If you’re going to be a successful auctioneer, it's important to nail the basics. I’ve been training novice auctioneers for more than five years and I like to think of auctioneering as a creative talent. So here are my top tips for becoming a great auctioneer.
It’s important to have a plan for how the auction will unfold. Agents are often taught that buyers will throw numbers at you, but this isn’t always the case. You need to set up the auction so the home sells.
Plan how you want the auction to run and take time to be briefed by the lead agent to discuss how many buyers you should have, price expectations and recent sales in the area. Make your strategy based on this information and do a run-through with the team. You want the best possible outcome for the vendor, so you owe it to them to be properly prepared.
If you don't get the price you want in the first bid, you need to understand the tools you've got at your disposal to get there. It’s a bit like an orchestra – the conductor needs musicians for the show to go on, but if only two show up on the day you need to know how to play things out regardless. Consider the worst-case scenario and know how you’ll handle any curve balls that could be thrown your way.
2. Pace and rhythm
The impression the auctioneer needs to create from the very beginning is that they’re in control and they’re there to help the buyers. If an auctioneer starts off speaking too quickly, looking nervous and stumbling over their words, buyers won’t feel confident about putting their hands up.
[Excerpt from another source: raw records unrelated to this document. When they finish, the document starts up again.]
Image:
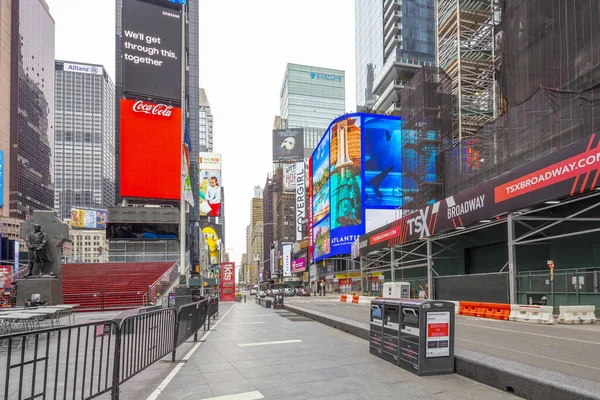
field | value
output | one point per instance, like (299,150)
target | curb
(520,379)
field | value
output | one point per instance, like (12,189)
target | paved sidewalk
(263,353)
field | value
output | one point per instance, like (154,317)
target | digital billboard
(151,45)
(320,179)
(289,178)
(82,218)
(288,145)
(150,150)
(345,183)
(212,238)
(356,181)
(209,185)
(227,277)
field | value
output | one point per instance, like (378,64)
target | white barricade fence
(577,315)
(531,314)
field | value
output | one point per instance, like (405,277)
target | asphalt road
(570,349)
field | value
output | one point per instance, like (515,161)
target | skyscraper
(84,137)
(394,38)
(310,98)
(30,160)
(205,124)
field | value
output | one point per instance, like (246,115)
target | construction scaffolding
(426,135)
(547,43)
(466,51)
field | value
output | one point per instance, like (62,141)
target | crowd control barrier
(531,314)
(577,315)
(87,360)
(417,335)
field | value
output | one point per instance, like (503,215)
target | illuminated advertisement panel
(150,150)
(88,218)
(345,182)
(355,183)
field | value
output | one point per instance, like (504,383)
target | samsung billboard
(151,46)
(355,181)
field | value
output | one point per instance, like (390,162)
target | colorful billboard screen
(150,150)
(345,183)
(356,181)
(299,265)
(212,239)
(210,184)
(227,277)
(320,179)
(151,41)
(88,218)
(288,145)
(383,167)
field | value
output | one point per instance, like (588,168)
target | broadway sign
(570,171)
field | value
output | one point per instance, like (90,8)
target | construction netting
(426,133)
(548,121)
(547,43)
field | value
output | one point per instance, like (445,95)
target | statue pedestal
(49,289)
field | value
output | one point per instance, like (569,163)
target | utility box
(396,290)
(376,331)
(426,345)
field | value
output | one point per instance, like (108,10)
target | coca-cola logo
(162,110)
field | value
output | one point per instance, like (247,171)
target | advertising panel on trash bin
(438,334)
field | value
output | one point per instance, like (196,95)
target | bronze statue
(38,254)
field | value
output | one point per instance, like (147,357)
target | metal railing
(87,360)
(103,301)
(569,287)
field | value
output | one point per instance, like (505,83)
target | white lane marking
(240,396)
(529,333)
(255,315)
(173,373)
(269,343)
(530,354)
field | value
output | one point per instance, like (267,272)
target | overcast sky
(244,48)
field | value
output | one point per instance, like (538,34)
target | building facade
(310,98)
(394,38)
(84,137)
(205,124)
(31,160)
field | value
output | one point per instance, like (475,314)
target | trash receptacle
(376,331)
(278,303)
(391,327)
(426,344)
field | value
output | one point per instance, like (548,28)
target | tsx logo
(162,110)
(418,224)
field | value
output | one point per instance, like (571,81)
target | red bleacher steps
(109,286)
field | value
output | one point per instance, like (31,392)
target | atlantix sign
(570,171)
(151,49)
(150,150)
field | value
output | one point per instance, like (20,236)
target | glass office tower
(85,137)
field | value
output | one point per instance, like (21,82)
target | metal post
(430,270)
(182,233)
(392,262)
(362,277)
(512,268)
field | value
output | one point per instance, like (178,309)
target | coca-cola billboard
(153,109)
(151,49)
(150,150)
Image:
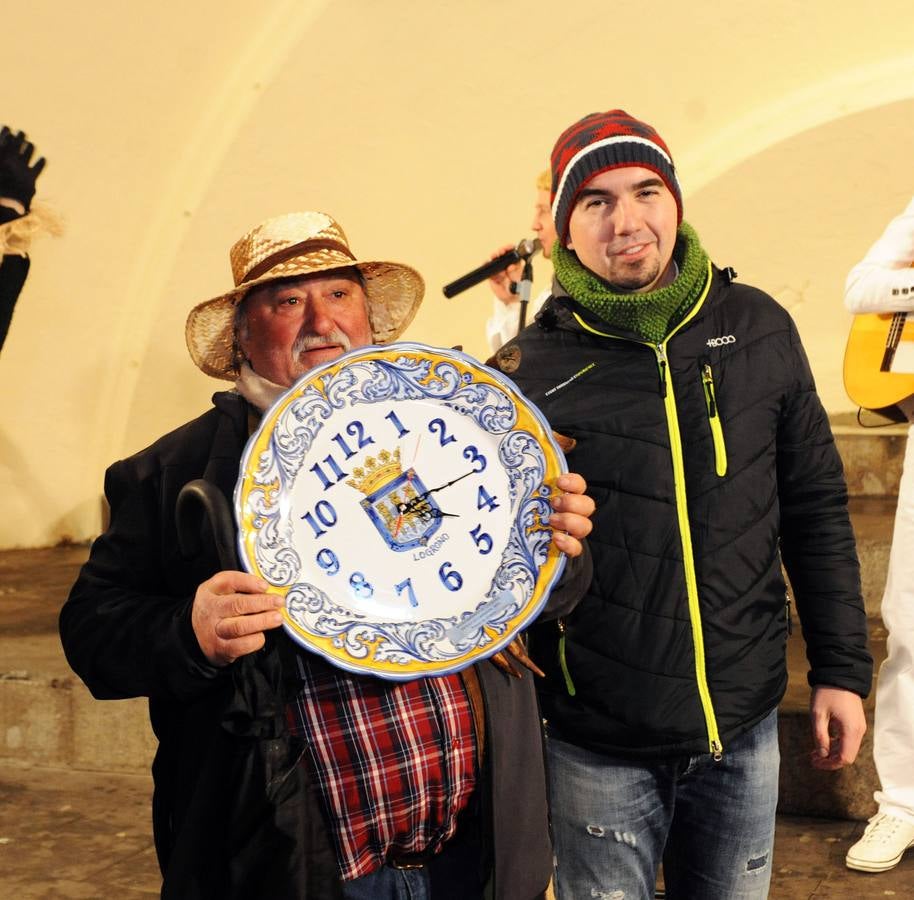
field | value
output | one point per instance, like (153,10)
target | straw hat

If you’re prone to letting nerves or excitement get the better of you, I recommend rehearsing the first two minutes of your auction. Knowing your ‘speech’ inside-out will help you set the pace. Remember to breathe regularly, too – it will help you avoid running out of breath.
There are always moments of nerves, but learning how to control your pace and rhythm will help you perform at your best for the audience.
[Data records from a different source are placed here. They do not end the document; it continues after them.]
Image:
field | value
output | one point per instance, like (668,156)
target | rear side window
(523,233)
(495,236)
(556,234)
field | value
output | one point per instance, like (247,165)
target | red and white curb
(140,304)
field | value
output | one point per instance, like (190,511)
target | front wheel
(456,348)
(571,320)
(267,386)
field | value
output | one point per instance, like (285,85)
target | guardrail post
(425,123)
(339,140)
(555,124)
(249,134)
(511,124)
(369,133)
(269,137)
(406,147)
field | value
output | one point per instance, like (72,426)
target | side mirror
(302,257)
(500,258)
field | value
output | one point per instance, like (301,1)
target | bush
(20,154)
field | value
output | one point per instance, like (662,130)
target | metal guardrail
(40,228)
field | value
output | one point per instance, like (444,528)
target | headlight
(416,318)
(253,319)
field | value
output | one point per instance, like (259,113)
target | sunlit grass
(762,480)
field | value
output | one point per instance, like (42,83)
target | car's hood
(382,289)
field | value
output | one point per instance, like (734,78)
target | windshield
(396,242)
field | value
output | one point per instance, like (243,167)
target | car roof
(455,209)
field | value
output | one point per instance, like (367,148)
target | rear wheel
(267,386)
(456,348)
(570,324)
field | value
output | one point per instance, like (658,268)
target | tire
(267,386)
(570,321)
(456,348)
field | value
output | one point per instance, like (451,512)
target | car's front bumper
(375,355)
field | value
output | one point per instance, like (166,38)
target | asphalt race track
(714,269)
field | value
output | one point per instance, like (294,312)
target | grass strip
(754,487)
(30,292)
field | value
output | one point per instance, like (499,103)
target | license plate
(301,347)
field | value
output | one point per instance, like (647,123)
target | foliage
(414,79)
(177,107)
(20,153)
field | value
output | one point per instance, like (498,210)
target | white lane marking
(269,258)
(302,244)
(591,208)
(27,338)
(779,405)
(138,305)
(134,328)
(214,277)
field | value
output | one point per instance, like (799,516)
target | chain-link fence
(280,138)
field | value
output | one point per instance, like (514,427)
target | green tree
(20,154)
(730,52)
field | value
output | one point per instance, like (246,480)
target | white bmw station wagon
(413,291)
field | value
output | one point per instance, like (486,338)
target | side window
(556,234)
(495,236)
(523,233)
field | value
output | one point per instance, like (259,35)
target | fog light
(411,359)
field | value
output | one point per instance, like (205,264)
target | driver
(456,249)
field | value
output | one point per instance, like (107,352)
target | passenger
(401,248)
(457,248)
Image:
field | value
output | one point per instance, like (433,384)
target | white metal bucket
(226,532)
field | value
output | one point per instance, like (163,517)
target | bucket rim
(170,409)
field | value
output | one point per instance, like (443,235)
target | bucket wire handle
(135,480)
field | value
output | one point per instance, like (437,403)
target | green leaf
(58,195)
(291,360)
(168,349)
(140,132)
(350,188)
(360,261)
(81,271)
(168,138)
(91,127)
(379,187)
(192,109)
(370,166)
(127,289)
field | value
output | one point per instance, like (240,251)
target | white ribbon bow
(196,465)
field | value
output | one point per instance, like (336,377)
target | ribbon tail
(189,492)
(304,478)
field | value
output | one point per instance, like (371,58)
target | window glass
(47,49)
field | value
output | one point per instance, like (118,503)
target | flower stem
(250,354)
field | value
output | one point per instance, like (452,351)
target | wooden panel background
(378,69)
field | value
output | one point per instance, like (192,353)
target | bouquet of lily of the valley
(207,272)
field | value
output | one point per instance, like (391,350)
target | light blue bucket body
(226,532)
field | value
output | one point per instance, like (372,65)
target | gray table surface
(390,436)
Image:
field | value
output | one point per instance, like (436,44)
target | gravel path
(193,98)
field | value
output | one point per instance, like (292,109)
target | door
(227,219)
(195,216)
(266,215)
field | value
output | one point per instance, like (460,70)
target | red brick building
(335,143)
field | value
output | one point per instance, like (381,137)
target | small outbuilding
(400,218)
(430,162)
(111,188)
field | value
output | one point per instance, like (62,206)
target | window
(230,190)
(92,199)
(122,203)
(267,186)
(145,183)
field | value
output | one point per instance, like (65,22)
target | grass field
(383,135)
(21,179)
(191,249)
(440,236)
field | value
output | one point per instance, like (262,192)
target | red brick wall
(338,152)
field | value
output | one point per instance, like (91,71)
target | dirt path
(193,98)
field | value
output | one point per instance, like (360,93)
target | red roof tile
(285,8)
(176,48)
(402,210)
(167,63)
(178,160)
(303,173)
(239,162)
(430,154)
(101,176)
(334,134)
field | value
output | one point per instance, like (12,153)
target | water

3. Remembering your numbers
When it comes to taking bids, some people are good at numbers and some struggle. If you’re one of the latter, then you simply need to work harder. You need to be able to add on your feet under pressure – failing to do so will again take away the sense of control.
You don’t have to be a mathematician; it just comes down to practice. One trick I have used to help training auctioneers is to get a deck of cards and throw them out in front of them. They have to add as they go and repeat the number aloud three times. When it comes to numbers, any drill that has you thinking on your feet will help you improve.
We've seen people come through Hockingstuart’s novice auctioneer training program who find it quite confronting during the first three weeks and want to give up. But once they get more comfortable thinking on their feet, everything seems to click. At the end of the day, it all comes down to preparation, voice penetration and numbers. Nail these and you’ll be on your way to becoming a great auctioneer.